The accumulation of global damage can be detected as a loss of crystal lattice order as well as a loss of high-resolution data in the diffraction pattern (Hattne et al., 2018; Weik et al., 2000). In addition, site-specific damage has been documented to affect certain moieties which are more susceptible to radiation damage than others (Meents et al., 2010; Petrova et al., 2010; Gerstel et al., 2015). Such local changes have been observed in XRD in dose-fractionation studies, which show an incremental reduction of disulfide bridges (Weik et al., 2000) and loss of signal from carboxylate moieties (Burmeister, 2000). This site-specific damage around disulfide bonds and carboxylic side chains has been shown to occur at doses of as low as 11.6 MGy (a fluence of 2.59 e− Å−2) in MicroED (Hattne et al., 2018). Although collecting MicroED data with low electron flux density (Hattne et al., 2018) is promising, it may be difficult to obtain a sufficient signal-to-noise ratio using a scintillator-based or hybrid pixel detector, as we have demonstrated in Supplementary Fig. S1. The number of electrons cannot be arbitrarily decreased, because there must still be sufficient signal to confidently analyse each data set. Therefore, it is of high importance to analyse how electron beam-induced damage affects the quality of 3D ED/MicroED data and understand how data could be treated and processed to improve structural analyses.
Here, using microcrystals of hen egg-white lysozyme (HEWL) and human carbon anhydrase isoform II bound with acetazolamide (HCA II:AZM), we report a strategy that can be applied during data processing to mitigate the effects of radiation damage to the crystal. The reported data-processing strategy involves utilizing only the few first frames of data sets collected from a large number of randomly oriented crystals, and our results show improved data-processing statistics and high-quality final structure models. The processing strategy is based on the assumption that the data were collected from crystals randomly orientated on the cryo-EM grid and have a large overall angular coverage. Through this work, we also encourage the electron crystallography community to use the correct terminology when describing electron `dose'.
2. Experimental methods
2.1. Crystal growth
2.1.1. Tetragonal lysozyme crystals (lysozyme:native)

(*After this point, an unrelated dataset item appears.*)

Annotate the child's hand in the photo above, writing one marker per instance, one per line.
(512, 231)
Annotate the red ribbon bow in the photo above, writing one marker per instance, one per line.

Tetragonal hen egg-white lysozyme microcrystals were grown as described previously (Falkner et al., 2005; Barends et al., 2014), but skipping the cross-linking step. They were stored in 8%(w/v) NaCl, 0.1 M sodium acetate buffer pH 4.0.
2.1.2. Tetragonal lysozyme crystals soaked with GdCl3 (lysozyme:GdCl3)
The native hen egg-white lysozyme crystals were soaked with 100 mM GdCl3 and incubated at room temperature for at least 30 min before MicroED specimen preparation.
2.1.3. Tetragonal lysozyme crystals soaked with Gd cluster (lysozyme:Gd)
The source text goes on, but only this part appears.